SERIAM OUTRO casal Fabiano e Sinhá Vitória urbano, numa sociedade que os ignoraria superlativamente e à sua descendência de escravos. Cada membro familiar e todos eles querendo apenas e exclusivamente ser vitoriosos na sobrevivência soberana, uns sobre os outros. Sem nenhum saber valorar o que é ou não ânimo pertinente a um estado de espírito voltado ao exercício de algum valor ou moralidade. O narcisismo selvagem de uma sociedade sem princípios ou patrimônio moral.
CRIADO EM meio a essa mixórdia de chafurdo, eu só queria me sair o melhor possível e zelar por minha integridade física o quanto fosse possível preservá-la. Seria difícil. Eu estava em meio à explosão nuclear de duas bombas nucleares cheias de traumas, complexos de inferioridade, ressentimentos. Eu nasci em meio às alas mais devastadas de assistencialismo governamental do país. Eu nasci em meio à miséria nordestina destinada a sambar na ala mais atrasada da escola de samba Brasil. Um país recheado de veadinhos dissimulando alegria, dançarinas de concursos televisivos, apresentadores de programas de música sertaneja que cantam as mazelas de ser corno, ou ter perdido a Juma que vira onça no Pantanal.
EU ESTAVA no epicentro da explosão nuclear de vicissitudes mil. O lugar familiar era um sepulcro vigiado por espíritos opressores que se oprimiam entre si e a quem por perto deles estivesse. Queriam a qualquer preço que eu aceitasse ser prisioneiro de guerra deles. Da guerra familiar por absorver a todos na esponja da própria mediocridade.
QUE PODERIA eu fazer para ficar longe daqueles anjos do inferno randomizado do Inconsciente Coletivo Familiar??? Eu tinha de fazer de contas que contemporizava com eles, ou não teria como subsistir entre eles.
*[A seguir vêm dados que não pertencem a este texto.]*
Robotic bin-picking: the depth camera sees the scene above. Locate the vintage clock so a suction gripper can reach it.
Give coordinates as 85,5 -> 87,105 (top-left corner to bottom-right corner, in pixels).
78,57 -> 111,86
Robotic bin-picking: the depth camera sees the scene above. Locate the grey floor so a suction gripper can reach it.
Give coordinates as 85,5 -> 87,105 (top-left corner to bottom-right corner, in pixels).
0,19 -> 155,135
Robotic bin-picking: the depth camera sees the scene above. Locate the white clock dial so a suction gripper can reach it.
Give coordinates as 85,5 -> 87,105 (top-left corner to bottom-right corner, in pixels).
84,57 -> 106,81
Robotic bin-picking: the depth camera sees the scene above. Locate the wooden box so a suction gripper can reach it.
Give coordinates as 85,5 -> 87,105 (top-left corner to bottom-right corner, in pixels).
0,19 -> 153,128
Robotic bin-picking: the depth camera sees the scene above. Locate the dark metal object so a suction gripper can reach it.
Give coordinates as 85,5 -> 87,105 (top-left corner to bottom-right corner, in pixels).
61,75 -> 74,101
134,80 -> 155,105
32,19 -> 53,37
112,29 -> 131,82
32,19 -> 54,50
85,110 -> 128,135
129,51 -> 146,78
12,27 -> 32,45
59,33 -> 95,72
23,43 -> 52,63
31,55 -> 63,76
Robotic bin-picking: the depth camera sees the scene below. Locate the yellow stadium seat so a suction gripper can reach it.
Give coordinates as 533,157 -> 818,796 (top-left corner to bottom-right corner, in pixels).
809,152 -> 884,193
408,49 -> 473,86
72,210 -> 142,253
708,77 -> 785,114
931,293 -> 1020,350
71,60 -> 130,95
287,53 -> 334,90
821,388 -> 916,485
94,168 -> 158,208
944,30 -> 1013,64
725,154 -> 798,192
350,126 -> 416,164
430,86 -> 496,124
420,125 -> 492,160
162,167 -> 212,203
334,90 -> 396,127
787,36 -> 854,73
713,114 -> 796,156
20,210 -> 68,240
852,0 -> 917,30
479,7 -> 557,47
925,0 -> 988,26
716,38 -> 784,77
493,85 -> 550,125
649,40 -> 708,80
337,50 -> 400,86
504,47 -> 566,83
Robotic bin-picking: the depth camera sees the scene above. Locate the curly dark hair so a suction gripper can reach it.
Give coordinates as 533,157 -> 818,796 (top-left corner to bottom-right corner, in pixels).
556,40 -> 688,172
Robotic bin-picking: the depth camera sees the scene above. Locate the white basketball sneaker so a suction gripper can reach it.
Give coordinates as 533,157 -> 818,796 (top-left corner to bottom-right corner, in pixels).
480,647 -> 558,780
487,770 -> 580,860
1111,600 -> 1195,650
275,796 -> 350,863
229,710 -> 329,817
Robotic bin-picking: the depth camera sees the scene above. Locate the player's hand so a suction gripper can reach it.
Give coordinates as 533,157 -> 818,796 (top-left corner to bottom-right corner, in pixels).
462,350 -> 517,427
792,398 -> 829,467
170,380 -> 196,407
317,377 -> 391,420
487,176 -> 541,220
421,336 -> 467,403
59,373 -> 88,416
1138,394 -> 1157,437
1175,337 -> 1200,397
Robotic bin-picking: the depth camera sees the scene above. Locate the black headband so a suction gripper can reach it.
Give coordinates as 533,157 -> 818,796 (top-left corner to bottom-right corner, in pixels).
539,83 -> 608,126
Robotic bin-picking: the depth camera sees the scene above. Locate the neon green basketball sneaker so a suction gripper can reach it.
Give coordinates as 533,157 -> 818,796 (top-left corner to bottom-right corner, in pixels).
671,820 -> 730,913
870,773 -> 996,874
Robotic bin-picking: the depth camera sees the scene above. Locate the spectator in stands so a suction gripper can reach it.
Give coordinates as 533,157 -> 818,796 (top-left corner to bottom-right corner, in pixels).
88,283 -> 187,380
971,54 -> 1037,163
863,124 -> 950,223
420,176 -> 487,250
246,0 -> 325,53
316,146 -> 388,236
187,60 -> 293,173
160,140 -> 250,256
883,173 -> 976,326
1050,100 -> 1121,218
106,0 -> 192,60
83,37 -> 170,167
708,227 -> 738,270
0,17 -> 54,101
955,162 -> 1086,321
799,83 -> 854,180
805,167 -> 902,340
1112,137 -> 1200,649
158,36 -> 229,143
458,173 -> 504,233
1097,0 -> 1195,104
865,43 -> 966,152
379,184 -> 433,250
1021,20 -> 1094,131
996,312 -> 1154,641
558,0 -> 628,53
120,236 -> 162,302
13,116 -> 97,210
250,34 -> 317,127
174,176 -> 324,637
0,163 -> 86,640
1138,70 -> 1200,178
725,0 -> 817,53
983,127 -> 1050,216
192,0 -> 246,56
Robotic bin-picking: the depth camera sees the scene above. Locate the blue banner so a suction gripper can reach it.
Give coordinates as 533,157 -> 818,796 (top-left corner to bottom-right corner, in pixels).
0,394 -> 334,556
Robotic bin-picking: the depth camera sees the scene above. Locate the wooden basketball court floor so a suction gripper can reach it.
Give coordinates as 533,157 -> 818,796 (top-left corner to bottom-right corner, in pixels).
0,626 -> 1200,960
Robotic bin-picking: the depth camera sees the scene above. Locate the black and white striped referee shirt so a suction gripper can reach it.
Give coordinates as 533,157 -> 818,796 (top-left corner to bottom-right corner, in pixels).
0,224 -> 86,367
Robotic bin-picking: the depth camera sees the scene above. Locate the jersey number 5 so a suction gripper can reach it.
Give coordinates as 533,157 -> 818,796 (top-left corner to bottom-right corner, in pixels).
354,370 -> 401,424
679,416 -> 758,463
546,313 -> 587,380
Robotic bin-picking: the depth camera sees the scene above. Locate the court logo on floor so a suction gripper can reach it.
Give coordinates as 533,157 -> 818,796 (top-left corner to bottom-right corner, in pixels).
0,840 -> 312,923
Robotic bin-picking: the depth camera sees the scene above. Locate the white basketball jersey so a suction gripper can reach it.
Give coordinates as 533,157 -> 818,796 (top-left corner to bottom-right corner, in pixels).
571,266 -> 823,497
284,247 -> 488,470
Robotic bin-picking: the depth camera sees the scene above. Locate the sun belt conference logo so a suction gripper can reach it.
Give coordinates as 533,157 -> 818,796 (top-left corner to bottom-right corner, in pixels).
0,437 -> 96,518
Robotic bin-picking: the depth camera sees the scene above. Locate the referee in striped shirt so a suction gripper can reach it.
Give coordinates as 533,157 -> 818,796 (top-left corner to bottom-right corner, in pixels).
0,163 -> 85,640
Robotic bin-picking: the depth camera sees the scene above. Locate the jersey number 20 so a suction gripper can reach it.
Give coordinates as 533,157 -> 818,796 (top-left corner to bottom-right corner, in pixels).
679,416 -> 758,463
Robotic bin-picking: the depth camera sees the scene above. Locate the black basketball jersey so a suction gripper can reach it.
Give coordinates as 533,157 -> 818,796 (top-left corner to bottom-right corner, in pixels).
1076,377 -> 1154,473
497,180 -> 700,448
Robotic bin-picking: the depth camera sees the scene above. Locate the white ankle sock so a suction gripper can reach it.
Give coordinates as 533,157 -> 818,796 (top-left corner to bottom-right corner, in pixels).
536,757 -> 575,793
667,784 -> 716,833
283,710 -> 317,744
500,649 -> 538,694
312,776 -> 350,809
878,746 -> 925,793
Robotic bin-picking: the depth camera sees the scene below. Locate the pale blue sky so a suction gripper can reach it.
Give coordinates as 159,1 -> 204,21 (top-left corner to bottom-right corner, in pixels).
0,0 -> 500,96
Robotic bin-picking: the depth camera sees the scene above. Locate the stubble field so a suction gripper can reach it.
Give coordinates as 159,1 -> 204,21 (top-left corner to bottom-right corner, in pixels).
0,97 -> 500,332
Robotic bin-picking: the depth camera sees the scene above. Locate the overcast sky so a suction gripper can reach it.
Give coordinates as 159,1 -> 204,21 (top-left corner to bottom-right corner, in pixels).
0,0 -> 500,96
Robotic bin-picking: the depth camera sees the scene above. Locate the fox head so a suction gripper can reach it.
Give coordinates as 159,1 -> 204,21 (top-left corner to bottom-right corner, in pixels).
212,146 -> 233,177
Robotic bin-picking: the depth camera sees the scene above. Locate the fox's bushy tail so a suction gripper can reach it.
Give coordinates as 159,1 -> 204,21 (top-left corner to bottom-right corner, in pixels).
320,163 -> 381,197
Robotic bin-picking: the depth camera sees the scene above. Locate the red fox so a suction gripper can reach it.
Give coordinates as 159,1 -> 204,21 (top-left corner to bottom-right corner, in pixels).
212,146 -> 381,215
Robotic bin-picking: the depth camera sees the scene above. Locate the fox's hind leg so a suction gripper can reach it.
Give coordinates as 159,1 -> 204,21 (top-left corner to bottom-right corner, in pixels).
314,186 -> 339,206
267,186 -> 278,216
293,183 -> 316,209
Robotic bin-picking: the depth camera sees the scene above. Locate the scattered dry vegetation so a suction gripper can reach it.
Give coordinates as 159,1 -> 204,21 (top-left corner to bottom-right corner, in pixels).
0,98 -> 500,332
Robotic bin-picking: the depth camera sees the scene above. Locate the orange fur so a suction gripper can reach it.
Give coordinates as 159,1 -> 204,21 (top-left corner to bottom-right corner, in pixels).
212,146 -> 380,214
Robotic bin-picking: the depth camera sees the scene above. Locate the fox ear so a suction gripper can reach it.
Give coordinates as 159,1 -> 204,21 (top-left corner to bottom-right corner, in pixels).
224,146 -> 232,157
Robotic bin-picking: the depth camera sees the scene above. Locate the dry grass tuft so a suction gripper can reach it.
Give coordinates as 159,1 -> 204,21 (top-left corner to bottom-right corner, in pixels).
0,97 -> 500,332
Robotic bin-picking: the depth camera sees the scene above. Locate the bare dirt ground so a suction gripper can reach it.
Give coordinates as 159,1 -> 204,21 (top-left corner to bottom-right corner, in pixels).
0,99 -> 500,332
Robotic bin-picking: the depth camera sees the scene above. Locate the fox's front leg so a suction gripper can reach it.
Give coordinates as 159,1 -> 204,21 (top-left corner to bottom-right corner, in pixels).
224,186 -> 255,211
Eu precisava comer, dormir, estudar num ambiente francamente hostil às minhas necessidades, as mais vitais.
EU VIA AQUELE ambiente familiar como sendo uma arapuca de Satã. O ecossistema familiar sentia o maior prazer em me manter sob a mais-valia de suas necessidades. Minha presença significava para eles, cada um de seus filhos, uma maior escassez de possibilidades. Desde que qualquer valor canalizado para minha sobrevivência significava estar “tirando o pão da boca de seus irmãos menores”.
MEUS SENTIMENTOS, minhas emoções, meu coração e minha mente pertenciam a outro universo, a outra realidade, a diferente horizonte de eventos. Minha realidade interna não era sequer semelhante à deles. E eles sentiam um envolvente e sádico prazer de me ver nela, realidade, e me manter atrelado à opressão de suas muitas necessidades. Sem nunca, nenhuma vez, considerar as minhas privações.